Rogers admits that she and her collaborator Montgomery Slatkin—a noted University of California, Berkeley, biologist who has long studied the genomics of population size—are not certain whether or not the bad mutations directly led to mammoth extinction. Yet she believes they did not help the increasingly isolated megafauna adapt to a changing environment.

The new findings may have sobering implications on conservation efforts. Rescuing a small, isolated community of a particular endangered species could propagate the bad genes that result from inbreeding and genomic meltdown: a species replenished, yet stricken with illness. Swedish Museum of Natural History biologist Love Dalén, who was not directly involved in Rogers and Slatkin’s research, adds, “The finding that genomic deletions may increase in declining populations is something that has been generally overlooked in conservation biology. If this is a general pattern in other species, it would constitute an additive threat to the genetic health of threatened species.”

Rogers explains that the longer a population remains small, the more potentially bad mutations it will acquire—and even if a species is restored to adequate numbers, its collective genome will still bear the scars of mutation meltdown. Yet, she adds, mathematical simulations suggest it took hundreds of generations for the Wrangle Island mammoths to accumulate their harmful mutations. Given that so many species have only landed on the endangered species list relatively recently, perhaps there is hope that some species can be salvaged with their genomes intact.

Rogers is quick to acknowledge her indebtedness to Dalén who originally sequenced the mammoths used in the new study and in 2015 publicly released their genome sequences. Dalen also lent his data to another biological pursuit—one of epic and ethically loaded ambition, and whose name speaks for itself: the Woolly Mammoth Revival project.

Frequent news fodder, this joint effort led by Harvard geneticist George Church entails using genetic-engineering techniques to bring back the mammoth—or, more accurately, to produce a more mammothlike elephant—and repopulate remote areas of Earth; in other words to bring about “de-extinction.” So far the research team has successfully used CRISPR–Cas gene-editing technology to splice mammoth genes into living elephant cells, and Church foresees cloning attempts as early as 2018. (Somewhere a surrogate elephant mom, or perhaps an artificial womb, lays in wait.)

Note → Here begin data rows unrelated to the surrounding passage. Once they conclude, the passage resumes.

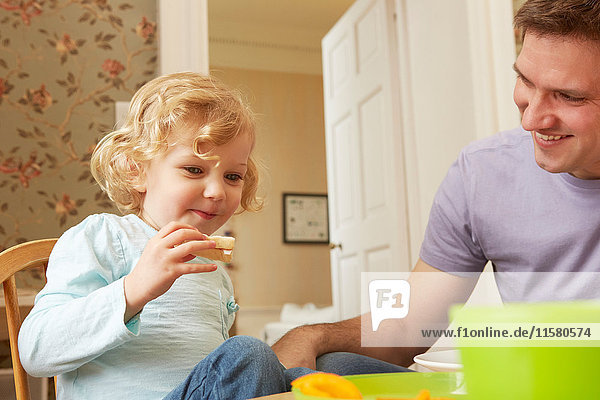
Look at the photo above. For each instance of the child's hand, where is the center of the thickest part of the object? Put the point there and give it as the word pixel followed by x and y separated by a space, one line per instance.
pixel 162 262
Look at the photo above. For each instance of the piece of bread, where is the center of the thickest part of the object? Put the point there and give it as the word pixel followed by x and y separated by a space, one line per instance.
pixel 223 251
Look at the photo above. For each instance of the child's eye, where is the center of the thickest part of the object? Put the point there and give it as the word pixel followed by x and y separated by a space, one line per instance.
pixel 571 99
pixel 234 177
pixel 193 170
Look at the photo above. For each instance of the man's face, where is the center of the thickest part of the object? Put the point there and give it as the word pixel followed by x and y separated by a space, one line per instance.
pixel 558 94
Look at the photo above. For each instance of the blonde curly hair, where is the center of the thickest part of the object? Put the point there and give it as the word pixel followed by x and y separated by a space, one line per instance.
pixel 164 103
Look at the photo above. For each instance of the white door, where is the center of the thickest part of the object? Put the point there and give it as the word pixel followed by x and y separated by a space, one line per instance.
pixel 365 170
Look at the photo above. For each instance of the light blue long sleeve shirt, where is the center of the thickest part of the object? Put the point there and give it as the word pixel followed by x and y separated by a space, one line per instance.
pixel 76 328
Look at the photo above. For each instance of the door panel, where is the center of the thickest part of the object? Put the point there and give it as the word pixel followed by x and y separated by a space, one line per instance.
pixel 367 196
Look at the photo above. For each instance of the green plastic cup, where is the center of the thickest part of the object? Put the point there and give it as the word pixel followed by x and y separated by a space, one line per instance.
pixel 540 365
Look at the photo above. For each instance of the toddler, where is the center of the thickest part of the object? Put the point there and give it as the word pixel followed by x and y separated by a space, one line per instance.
pixel 128 311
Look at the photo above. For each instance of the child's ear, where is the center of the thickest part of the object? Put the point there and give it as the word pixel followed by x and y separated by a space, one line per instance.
pixel 141 186
pixel 137 176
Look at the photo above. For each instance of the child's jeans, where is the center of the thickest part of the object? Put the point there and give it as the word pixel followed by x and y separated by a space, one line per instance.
pixel 244 367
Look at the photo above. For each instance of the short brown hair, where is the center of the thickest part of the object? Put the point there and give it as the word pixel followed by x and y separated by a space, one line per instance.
pixel 158 107
pixel 575 18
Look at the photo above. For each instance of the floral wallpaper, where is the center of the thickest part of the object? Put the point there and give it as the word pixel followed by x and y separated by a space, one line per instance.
pixel 63 64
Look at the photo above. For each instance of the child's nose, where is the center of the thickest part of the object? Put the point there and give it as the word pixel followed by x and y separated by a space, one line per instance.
pixel 214 189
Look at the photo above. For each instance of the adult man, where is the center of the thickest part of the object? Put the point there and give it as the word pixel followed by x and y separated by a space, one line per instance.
pixel 526 200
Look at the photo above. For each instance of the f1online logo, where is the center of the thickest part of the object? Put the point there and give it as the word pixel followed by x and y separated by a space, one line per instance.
pixel 389 299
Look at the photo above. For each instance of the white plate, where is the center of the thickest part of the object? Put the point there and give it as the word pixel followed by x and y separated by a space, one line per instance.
pixel 440 361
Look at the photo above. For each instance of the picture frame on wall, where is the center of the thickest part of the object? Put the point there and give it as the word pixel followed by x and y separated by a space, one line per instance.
pixel 305 218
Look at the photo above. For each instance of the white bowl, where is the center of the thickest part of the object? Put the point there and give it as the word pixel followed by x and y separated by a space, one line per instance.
pixel 440 361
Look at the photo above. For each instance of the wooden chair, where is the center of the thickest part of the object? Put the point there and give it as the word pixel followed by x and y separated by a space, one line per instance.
pixel 12 260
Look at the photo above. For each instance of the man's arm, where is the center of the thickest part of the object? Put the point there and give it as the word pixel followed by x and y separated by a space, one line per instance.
pixel 431 296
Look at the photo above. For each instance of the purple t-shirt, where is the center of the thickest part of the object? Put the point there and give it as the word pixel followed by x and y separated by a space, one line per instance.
pixel 496 204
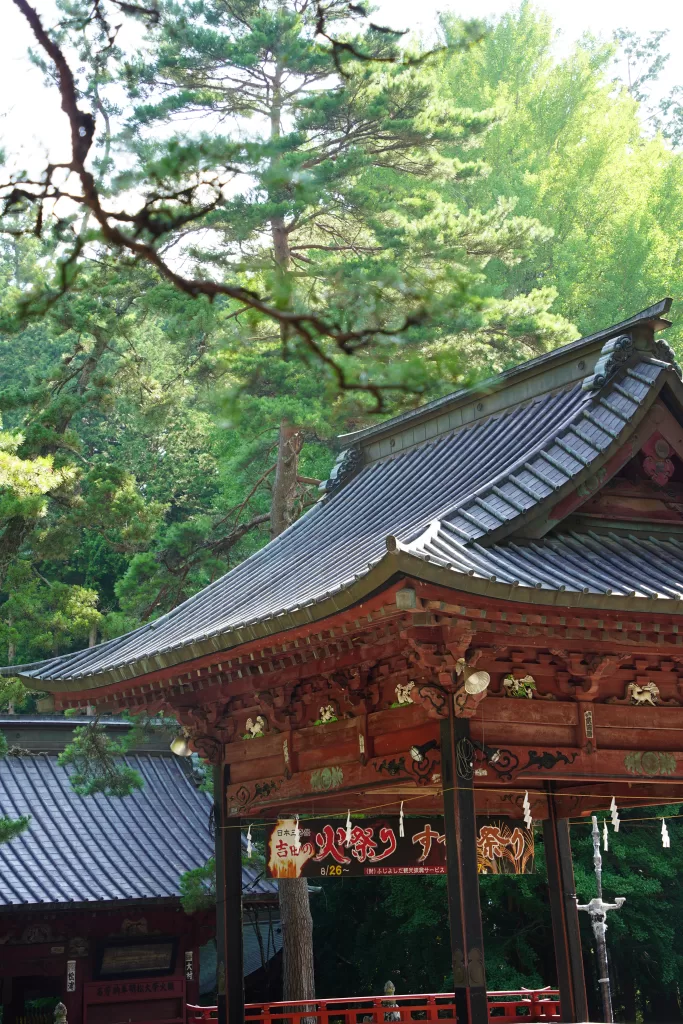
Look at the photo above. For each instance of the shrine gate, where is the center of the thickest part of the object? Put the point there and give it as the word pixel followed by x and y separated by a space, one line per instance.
pixel 485 602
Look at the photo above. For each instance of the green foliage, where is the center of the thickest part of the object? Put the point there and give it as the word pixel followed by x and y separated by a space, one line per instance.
pixel 574 153
pixel 367 931
pixel 10 827
pixel 97 762
pixel 198 888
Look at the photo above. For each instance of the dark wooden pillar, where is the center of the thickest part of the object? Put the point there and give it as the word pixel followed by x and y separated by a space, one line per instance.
pixel 564 915
pixel 464 911
pixel 228 908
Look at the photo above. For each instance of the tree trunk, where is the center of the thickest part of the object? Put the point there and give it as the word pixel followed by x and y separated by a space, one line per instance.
pixel 298 978
pixel 285 485
pixel 297 924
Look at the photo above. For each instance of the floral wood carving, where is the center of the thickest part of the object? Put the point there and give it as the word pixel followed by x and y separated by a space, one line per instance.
pixel 657 463
pixel 649 763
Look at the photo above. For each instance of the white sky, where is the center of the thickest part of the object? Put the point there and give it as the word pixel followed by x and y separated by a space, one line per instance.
pixel 31 120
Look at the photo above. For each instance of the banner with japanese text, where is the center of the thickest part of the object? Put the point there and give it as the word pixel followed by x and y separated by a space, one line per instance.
pixel 375 846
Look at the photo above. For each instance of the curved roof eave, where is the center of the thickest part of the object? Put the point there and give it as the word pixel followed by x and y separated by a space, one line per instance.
pixel 396 563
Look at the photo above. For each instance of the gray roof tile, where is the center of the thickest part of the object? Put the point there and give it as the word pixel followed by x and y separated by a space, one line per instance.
pixel 478 482
pixel 82 849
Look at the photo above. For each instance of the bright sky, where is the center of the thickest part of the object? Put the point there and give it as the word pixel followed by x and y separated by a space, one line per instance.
pixel 31 120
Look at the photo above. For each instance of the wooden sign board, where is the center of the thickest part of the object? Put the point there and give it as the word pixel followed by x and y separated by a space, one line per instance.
pixel 375 847
pixel 120 958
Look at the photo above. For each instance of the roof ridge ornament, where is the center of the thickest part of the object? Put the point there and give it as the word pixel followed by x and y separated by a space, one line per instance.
pixel 614 353
pixel 620 350
pixel 346 465
pixel 664 351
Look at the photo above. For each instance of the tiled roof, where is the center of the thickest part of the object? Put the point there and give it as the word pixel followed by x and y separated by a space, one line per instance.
pixel 587 562
pixel 470 487
pixel 553 453
pixel 86 849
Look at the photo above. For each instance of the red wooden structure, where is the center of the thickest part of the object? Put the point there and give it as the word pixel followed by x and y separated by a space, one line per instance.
pixel 511 1007
pixel 487 601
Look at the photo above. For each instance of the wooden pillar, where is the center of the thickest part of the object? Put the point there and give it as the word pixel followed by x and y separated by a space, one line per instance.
pixel 228 908
pixel 566 935
pixel 464 910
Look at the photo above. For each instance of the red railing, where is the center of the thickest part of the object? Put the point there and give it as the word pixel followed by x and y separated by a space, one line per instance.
pixel 518 1006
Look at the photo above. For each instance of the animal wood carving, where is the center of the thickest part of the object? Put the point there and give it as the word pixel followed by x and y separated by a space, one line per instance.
pixel 646 694
pixel 255 728
pixel 403 692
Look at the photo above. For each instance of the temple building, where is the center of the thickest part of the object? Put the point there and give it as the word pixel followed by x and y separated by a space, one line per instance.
pixel 481 616
pixel 90 912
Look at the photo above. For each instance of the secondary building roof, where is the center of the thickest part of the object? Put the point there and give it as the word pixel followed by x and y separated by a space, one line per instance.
pixel 469 483
pixel 94 849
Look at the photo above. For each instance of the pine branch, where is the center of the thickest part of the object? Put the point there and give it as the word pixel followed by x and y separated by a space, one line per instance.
pixel 312 330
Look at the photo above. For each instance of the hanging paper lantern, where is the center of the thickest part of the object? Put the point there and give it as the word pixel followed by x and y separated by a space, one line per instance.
pixel 666 841
pixel 614 814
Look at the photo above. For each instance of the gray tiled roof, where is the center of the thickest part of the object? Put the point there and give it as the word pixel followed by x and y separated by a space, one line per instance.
pixel 554 453
pixel 587 562
pixel 86 849
pixel 473 485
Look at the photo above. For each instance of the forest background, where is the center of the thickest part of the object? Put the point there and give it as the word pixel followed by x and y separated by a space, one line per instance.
pixel 502 201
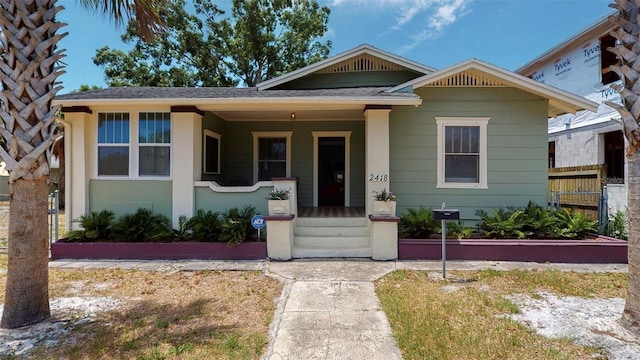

Questions of whether or not humans should bring back the woolly mammoth aside, the new findings present a new problem, lest we revive a sickly beast. “My biggest concern with mammoth de-extinction are the ethical implications,” Rogers worries. “Elephants are extremely intelligent and social. They have a capacity for suffering similar to our own. If a detrimental mutation was put into the DNA, the implications for the elephant’s quality of life could be serious.” Yet given her respect and admiration for Church and his work, she is confident his group will take care to avoid any detrimental DNA.

Dalén agrees that any further de-extinction efforts should take the new findings into account, because introducing genes from an animal on the “brink of extinction” could result in serious health problems. “I don't know if [Church’s group] is planning to use the Wrangel genome,” he jokes. “But if so, they could be in for some surprises—possibly satin-colored surprises with gastric irritation.”

Bret Stetka was a writer based in New York City and editorial director of Medscape Neurology (a subsidiary of WebMD). His work has appeared in Wired, NPR and the Atlantic. He graduated from the University of Virginia School of Medicine in 2005. Stetka died in 2022.